Yale Expert To Help Open First Center in Latin America To Treat Life-Threatening Vascular Condition, HHT
Robert I. White, Jr., M.D. of Yale University will travel to Buenos Aires to pave the way for the first center in Latin America to treat a rare but potentially fatal vascular disorder known as Hereditary Hemorrhagic Telangiectasia (HHT). White is participating in the first patient meeting in Buenos Aires on Saturday, March 13. Alfredo Buzzi, M.D., Emeritus Professor and Dean of the Faculty of Medicine of the Universidad de Buenos Aires will be the keynote speaker at this HHT patient conference. Both White and Buzzi are available to speak to the press about the meeting and the new center.
White, a professor of diagnostic radiology and director of the Vascular Malformation Center at Yale School of Medicine, is a world-renowned vascular expert who has developed several new procedures in vascular and interventional radiology. He pioneered, at Yale, the first multidisciplinary center in the United States to research and manage HHT. The center in Buenos Aires will be modeled after Yale’s.
White’s trip coincides with a visit by Yale Vice President and Secretary Linda Koch Lorimer, J.D., who is traveling to Buenos Aires to raise the awareness of Yale in Argentina. In addition to these activities, Vice President Lorimer will meet with Dr. White and Dr. Buzzi to learn more about the activities of this new center and to discuss future synergies between the Yale School of Medicine and the School of Medicine of the Universidad de Buenos Aires.
HHT is a genetic disorder in which certain blood vessels form without capillaries, which are crucial for oxygen exchange and filtering of blood. Without them, high-pressure blood flows at full force into the veins, creating weak spots that are susceptible to rupture.
The most common symptom of HHT is mild to moderate nosebleeds; but more serious symptoms can include ischemic stroke, TIA, brain abscess, hemorrhagic stroke and seizure.
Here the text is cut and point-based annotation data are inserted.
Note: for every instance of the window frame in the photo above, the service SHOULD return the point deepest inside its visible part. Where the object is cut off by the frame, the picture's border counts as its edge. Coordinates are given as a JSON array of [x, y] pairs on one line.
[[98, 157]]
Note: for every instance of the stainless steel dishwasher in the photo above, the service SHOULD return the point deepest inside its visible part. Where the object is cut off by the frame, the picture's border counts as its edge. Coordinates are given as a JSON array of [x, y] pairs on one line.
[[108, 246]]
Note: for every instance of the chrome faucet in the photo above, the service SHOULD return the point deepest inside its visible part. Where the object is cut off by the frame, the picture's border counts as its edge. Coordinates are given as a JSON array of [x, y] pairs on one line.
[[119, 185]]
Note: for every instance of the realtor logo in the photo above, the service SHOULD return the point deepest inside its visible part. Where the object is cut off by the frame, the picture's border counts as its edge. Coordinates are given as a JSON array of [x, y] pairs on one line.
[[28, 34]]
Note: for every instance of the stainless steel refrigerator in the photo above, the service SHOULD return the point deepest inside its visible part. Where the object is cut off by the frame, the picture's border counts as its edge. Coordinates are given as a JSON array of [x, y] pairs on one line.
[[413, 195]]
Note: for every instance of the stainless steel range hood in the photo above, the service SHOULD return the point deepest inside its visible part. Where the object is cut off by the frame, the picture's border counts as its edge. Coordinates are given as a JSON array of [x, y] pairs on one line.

HHT can impact many organs, from the nose to the gastrointestinal system, liver and brain. About 10 percent of people with HHT die prematurely or are disabled due to complications of their vascular malformations. HHT affects 200 people per million worldwide. Unfortunately, most cases go undiagnosed.
“HHT is a vascular time bomb,” White said. “But it may be preventable through early diagnosis, treatment and follow-up. It is also very amenable to treatment using interventional radiology approaches.”
White has traveled extensively, repairing complex arteriovenous malformations around the world. He has guided the creation of 19 HHT Centers of Excellence across the United States, as well as in Europe and Japan. He also sees hundreds of patients who come to Yale from across the U.S. and from abroad to receive treatment, and he provides training to physicians.
Along with White, Yale-trained physician Eduardo Eyheremendy, M.D., Chairman of Radiology at the German Hospital (Hospital Aleman) and Professor of Radiology at the School of Medicine of the Universidad de Buenos Aires will spearhead the center in Argentina. The Chiesa family, whose members were treated by physicians at the Yale HHT center, is setting up a foundation to raise funds for promoting the HHT center in Argentina.
The goal is to have Eyheremendy treat HHT patients at the Buenos Aires HHT center with White’s input. “We are delighted to be in a position to help the Chiesas and Dr. Eyheremendy set up this non-profit foundation and multidiscipline center,” White said.
White recently received the 2010 Career Achievement Award from the International Symposium on Endovascular Therapy (ISET), in recognition of his contributions to the field.